Here is an example of a progressive news service that is already set up for wireless, especially if your cell phone is also your PDA: http://www.news.com.au/alerts/?from=ninews_leftnav. Meanwhile, the NOAA also has a new weather center for cell phones. See: http://www.srh.noaa.gov/wml

Listed below are some free Internet services you can use now. Enjoy these, and please e-mail mention of any additional ones that you find to SurvivalBlog.

Alerts to your email you can set for free now:
Terrorist Alerts http://www.terroristwarning.com/
News Alerts by CNN, you can control why area of news: http://edition.cnn.com/youralerts/
News or Web alerts using your own key words: http://www.google.com/alerts   (try doing “Bird Flu”, you won’t believe how many you get each day)
Severe Weather Alerts: http://www.weather.com/services/alerts.html?from=servicesindex
Weather, Alerts for your area: http://www.weathercenter.com/personalforecast/ (or find a station in your local area, this is an example)
Earthquakes in your area: http://earthquake.usgs.gov/products/services.html#email
Conditions in Space: http://www.sec.noaa.gov/alerts/

Examples of things that you can monitor on original source web sites:
Current National Weather Information: http://www.weather.gov/
National Weather Radar: http://www.crh.noaa.gov/radar/
Earthquakes – http://earthquake.usgs.gov/
The Jet Stream: (where is fall out going) http://virga.sfsu.edu/gif/jetstream_init_00.gif
Near Earth Object Program: (Asteroid/Comet Watch) http://neo.jpl.nasa.gov/
Space Weather: http://www.sec.noaa.gov/
World Tsunami, Volcano, Earth quakes: http://map.ngdc.noaa.gov/website/seg/hazards_pacific/viewer.htm

As an example of real time video cameras you can log into:
Volcano camera on Mount. St. Helens http://www.fs.fed.us/gpnf/volcanocams/msh/
If you wish to look to the government for help (actually this is some good stuff):
Homeland Security: http://www.ready.gov/
FEMA‘s web site: http://www.fema.gov/
White House page: http://www.whitehouse.gov/infocus/homeland/
US Dept. of Defense: http://www.defenselink.mil/specials/homeland/
Centers for Disease Control: http://www.cdc.gov/ (Be sure to check for your local, county, municipal, and state sites too)

Some Nuclear sites:
Nuclear Targets from Bruce Beach: http://www.radmeters4u.com/list.htm (Newcomers to Survivalism should be aware of this classic site)
Nuclear Power Plants and current operational status in USA: http://www.animatedsoftware.com/environm/no_nukes/nukelist1.htm#MN

Having access to critical and timely information and alerts, as well as looking ahead and staying aware can give you the edge to be one of few, the proud–not one of the many, the crowd. – Rourke  (http://groups.yahoo.com/group/survivalretreat)

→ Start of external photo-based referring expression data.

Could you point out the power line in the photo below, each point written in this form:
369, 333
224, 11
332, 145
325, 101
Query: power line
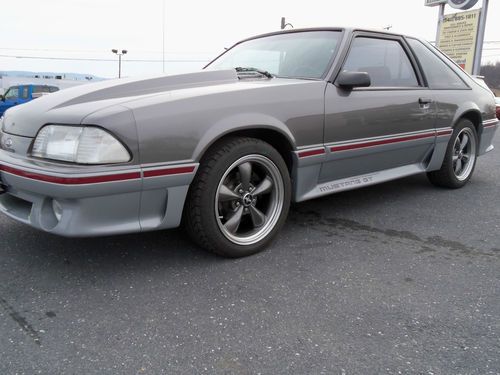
103, 60
94, 50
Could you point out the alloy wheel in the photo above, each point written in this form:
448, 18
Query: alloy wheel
249, 199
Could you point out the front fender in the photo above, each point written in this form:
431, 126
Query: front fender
239, 122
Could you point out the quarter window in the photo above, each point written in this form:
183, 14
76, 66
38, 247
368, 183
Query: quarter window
384, 60
25, 92
439, 75
12, 93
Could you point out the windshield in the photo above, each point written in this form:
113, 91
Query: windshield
291, 55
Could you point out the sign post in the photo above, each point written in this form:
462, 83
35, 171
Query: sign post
458, 38
461, 35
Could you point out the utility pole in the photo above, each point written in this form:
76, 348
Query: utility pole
284, 24
480, 38
163, 29
120, 54
440, 22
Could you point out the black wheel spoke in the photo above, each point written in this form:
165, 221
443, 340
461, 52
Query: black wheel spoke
234, 221
245, 170
258, 218
463, 143
226, 194
264, 187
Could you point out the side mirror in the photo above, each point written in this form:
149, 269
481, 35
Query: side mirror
349, 80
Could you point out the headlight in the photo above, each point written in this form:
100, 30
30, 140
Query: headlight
84, 145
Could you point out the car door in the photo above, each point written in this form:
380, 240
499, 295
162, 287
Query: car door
386, 126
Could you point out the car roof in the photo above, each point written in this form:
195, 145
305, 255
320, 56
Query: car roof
345, 29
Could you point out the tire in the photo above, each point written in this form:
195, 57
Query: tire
460, 159
239, 198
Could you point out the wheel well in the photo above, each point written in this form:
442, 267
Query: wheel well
475, 118
273, 137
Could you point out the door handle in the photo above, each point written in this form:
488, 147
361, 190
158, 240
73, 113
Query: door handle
424, 101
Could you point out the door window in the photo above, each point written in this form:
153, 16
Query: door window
439, 75
384, 60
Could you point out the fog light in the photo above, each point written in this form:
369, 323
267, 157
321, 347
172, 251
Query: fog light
57, 208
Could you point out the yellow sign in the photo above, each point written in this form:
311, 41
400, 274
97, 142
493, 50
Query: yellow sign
458, 37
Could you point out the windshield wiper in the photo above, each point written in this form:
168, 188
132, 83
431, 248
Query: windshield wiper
265, 73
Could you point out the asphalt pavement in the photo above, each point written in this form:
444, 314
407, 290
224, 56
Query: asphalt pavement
398, 278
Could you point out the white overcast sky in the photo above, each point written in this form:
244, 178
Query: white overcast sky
195, 31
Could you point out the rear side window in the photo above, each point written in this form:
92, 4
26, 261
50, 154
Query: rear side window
384, 60
25, 92
439, 75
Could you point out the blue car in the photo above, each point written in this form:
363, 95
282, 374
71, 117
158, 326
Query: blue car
16, 95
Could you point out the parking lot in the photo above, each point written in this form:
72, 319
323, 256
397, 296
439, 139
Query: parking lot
396, 278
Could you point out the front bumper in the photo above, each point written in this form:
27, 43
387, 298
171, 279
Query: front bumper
78, 201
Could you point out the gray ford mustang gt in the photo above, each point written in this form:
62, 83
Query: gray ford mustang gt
281, 117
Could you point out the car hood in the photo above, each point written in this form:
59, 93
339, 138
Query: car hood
71, 106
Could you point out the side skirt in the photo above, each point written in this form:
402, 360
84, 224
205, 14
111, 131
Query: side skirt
361, 181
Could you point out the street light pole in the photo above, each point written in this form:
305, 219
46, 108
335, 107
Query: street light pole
120, 54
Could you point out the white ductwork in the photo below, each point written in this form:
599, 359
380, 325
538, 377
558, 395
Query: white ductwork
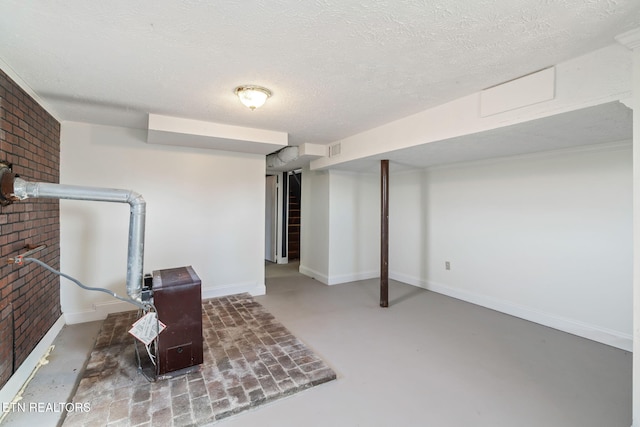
15, 189
295, 157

JWR Adds: I think that Rourke’s idea has some merit.  The crowds of grossly under-prepared refugees clogging the highways, attempting to escape Houston as Hurricane Rita approached were a prime example. Traffic was backed up for 8+ hours and many cars ran out of gas. This incident was ample evidence that a few hours extra notice could very well make a big difference in Getting Out of Dodge (G.O.O.D.) successfully. In a nuke scenario, the highways near a blast will probably look like a parking lot in short order–due to EMP effects and/or cars running out of gas, leaving many folks stranded on foot.

OBTW, I’ve said it before, but it bears repeating: I am NOT an advocate of living in a city or suburb and counting on the ability to G.O.O.D. at the 11th hour! If you must live in the Dirty Big City, then at least show the foresight to pre-position 90% of your logistics at your retreat. Odds are that you will only have one trip Outta Dodge! It would be a shame to have to leave most of your gear at home!